Die strategische Dringlichkeit der Mission von Ucore war noch nie so groß. Chinas jüngste Beschränkungen bei den Exporten seltener Erden und Berichte über die Einziehung von Pässen bei Verarbeitungsexperten verdeutlichen die Instrumentalisierung von Lieferkettenkontrolle.„Wir bringen den mittleren Marktbereich des Rare-Earth-Streams – also die Lieferkette – zusammen und stellen sicher, dass die technologischen Bausteine vom Bergbau (Upstream) bis zu den Magnetherstellern (Downstream) verbunden werden“, erklärt Ryan.
Der technologische Durchbruch von Ucore basiert auf dem RapidSX-System, das die traditionelle Verarbeitung seltener Erden revolutioniert. Im Gegensatz zu den riesigen chinesischen Lösungsmittel-Extraktionsanlagen, die die Fläche eines Fußballfelds einnehmen, nutzt RapidSX eine säulenbasierte Technologie, die nur ein Drittel des Platzes benötigt und als geschlossenes System arbeitet. Das Ergebnis ist eine erhebliche Kapitaleffizienz – die Anlage in Louisiana wird 65 Mio. USD kosten, verglichen mit 300 Mio. USD für herkömmliche Anlagen.

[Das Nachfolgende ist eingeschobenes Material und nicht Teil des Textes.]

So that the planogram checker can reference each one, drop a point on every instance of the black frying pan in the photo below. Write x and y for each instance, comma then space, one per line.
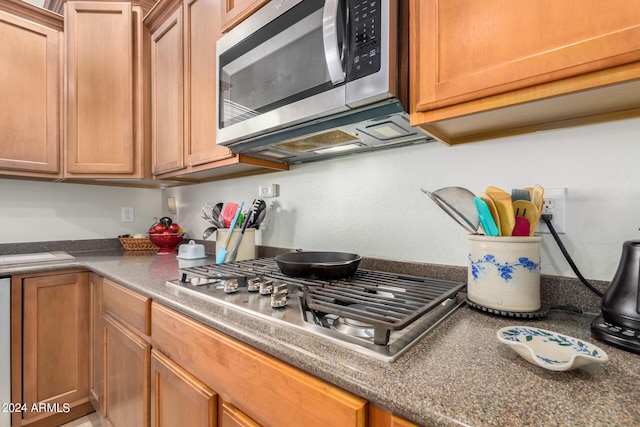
318, 265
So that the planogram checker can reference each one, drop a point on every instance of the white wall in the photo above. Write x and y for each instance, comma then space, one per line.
371, 204
41, 211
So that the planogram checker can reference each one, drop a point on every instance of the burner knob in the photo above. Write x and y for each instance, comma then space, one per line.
266, 287
231, 286
279, 296
253, 285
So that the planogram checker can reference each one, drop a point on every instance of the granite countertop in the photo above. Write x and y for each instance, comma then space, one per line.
459, 374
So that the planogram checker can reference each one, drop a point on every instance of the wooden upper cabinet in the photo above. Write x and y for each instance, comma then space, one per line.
104, 90
183, 63
30, 93
235, 11
469, 57
167, 79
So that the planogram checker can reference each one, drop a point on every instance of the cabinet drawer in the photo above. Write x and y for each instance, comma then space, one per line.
247, 376
128, 306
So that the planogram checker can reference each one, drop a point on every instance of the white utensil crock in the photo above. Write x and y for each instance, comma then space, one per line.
504, 272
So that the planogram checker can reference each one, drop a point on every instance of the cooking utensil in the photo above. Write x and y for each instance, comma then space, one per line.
248, 218
228, 214
222, 252
318, 265
208, 232
486, 220
528, 210
260, 211
458, 203
492, 209
504, 206
520, 194
216, 214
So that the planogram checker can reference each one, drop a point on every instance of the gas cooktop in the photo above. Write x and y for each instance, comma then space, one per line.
375, 313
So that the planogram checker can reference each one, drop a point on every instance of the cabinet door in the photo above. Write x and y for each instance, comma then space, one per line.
100, 88
126, 376
246, 375
30, 88
469, 50
201, 30
96, 350
178, 398
233, 417
167, 79
55, 341
235, 11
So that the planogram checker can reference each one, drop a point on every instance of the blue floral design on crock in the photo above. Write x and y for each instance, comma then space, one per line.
505, 270
576, 345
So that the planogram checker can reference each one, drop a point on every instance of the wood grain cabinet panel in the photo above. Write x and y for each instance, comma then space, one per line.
233, 417
179, 399
531, 64
50, 347
126, 376
247, 376
167, 80
201, 31
474, 49
235, 11
96, 350
106, 132
130, 308
30, 93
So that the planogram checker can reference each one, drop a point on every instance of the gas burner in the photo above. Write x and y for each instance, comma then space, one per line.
375, 313
353, 327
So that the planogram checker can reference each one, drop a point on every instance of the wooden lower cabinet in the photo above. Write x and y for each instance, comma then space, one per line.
126, 376
50, 347
179, 399
267, 391
96, 349
233, 417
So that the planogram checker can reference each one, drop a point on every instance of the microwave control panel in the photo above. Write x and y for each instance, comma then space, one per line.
365, 39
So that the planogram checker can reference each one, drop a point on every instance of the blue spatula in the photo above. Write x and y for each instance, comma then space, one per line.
222, 252
486, 220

Das Unternehmen hat bedeutende Bestätigung durch 18,4 Mio. USD an Fördergeldern des US-Verteidigungsministeriums erhalten, ergänzt durch 15,5 Mio. CAD, die von institutionellen Investoren in einer Finanzierungsrunde innerhalb von 24 Stunden bereitgestellt wurden. Diese Mittel fließen in die kommerzielle Anlage in Louisiana, deren Produktionsstart für Mitte 2026 geplant ist. Im Fokus stehen dabei schwere Seltene Erden wie Dysprosium und Terbium, deren Export China eingeschränkt hat und die für westliche Verteidigungsanwendungen dringend benötigt werden.
Mit der Prognose, dass die Nachfrage nach Permanentmagneten bis zum Ende des Jahrzehnts um 200 % steigen wird – zunehmend getrieben durch Robotik- und KI-Anwendungen – scheint das Timing von Ucore optimal. Der modulare, skalierbare Ansatz ermöglicht schrittweise Kapazitätserweiterungen und die Versorgung unterschiedlichster Kundenanforderungen innerhalb der westlichen Lieferkette, die Regierungen inzwischen als nationale Sicherheitspriorität betrachten.